By Vusala Abbasova October 21, 2021


Before bilateral relations spiraled down, both Russian and NATO diplomats had worked together to build trust through dialogue and practical cooperation in the areas of common interest. / Maxim Shemetov / Reuters

Tensions between NATO and Russia have plunged to new depths this week after Moscow announced it was suspending its diplomatic mission to the western alliance.

According to Russia’s Foreign Minister Sergei Lavrov, the country will also close NATO’s offices in Moscow from November. The alliance’s information bureau in Russia’s capital will also be terminated.

The diplomat believes NATO is not “interested in equal dialogue.”

“If so, then we do not see much need to continue to pretend that some change is possible in the foreseeable future,” Lavrov said at the press conference on Monday.

“NATO has already, in fact, declared the impossibility of such changes,” he added.

Lavrov’s announcement comes in response to the recent expulsion of eight Russian diplomats from the alliance’s Brussels headquarters.

On October 6, NATO expelled eight members of the Russian mission to the alliance and halved the size of the country's team at its headquarters from 20 to 10.

NATO Secretary-General Jens Stoltenberg explained the alliance’s decision as a measure aimed to prevent the activities, which are “not in line with their accreditation.”

“This decision is not linked to any particular event, but we have seen over some time now an increase in Russian malign activity, and therefore we need to be vigilant,” Stoltenberg said on October 7. 

At the same time, Sky News reported that the expulsions came “in response to suspected malign Russian activities, including killings and espionage.”

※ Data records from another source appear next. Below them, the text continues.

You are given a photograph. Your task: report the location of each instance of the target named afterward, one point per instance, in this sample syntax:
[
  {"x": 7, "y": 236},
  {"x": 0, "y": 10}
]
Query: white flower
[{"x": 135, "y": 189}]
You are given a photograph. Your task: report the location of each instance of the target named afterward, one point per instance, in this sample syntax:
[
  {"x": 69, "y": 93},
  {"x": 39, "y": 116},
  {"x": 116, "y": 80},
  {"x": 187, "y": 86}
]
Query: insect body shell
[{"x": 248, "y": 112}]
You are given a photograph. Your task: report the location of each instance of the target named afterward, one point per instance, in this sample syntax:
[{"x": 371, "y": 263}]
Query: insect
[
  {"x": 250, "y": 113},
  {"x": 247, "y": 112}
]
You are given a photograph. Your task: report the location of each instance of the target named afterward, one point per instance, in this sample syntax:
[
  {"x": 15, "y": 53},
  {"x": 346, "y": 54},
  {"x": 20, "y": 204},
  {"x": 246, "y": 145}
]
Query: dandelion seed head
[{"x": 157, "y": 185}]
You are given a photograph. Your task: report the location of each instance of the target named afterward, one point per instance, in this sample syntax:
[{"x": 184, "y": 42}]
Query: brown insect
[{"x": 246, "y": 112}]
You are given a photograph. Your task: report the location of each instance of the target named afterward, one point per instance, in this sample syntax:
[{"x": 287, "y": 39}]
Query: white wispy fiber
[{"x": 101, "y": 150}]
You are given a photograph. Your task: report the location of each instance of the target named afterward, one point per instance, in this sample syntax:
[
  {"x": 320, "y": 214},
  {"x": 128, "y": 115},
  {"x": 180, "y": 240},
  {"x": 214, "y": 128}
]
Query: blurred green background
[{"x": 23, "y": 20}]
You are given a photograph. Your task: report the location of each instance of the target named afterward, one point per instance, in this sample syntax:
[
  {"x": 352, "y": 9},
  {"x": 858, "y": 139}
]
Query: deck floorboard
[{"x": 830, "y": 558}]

Meanwhile, the recent tense exchange is nothing new for NATO and Russia.

In 2018, NATO expelled Russian diplomats and reduced the country’s mission from 30 to 20 personnel over the alleged poisoning of former Russian double-agent Sergei Skripal and his daughter Yulia in Salisbury, the United Kingdom. 

As part of a concerted global response, 20 countries, including the United States, expelled more than 100 Russian diplomats. In response, Russia expelled 60 US diplomats and closed the US Consulate in St. Petersburg.

NATO and Russia have been at odds since the Ukrainian crisis in 2014, followed by Russia’s takeover of Crimea — a Ukrainian territory that extends into the Black Sea. In addition, NATO has been accusing Moscow of “provocative military activities near NATO’s borders, irresponsible and aggressive nuclear rhetoric, as well as military posture and underlying posture.”

The Kremlin, however, had repeatedly denied the alliance’s numerous accusations.

Officials in Russia’s Foreign Ministry believe the NATO’s anti-Russian rhetoric and actions aim to strengthen the bloc’s internal unity and create “the appearance of its relevance in modern geopolitical conditions.”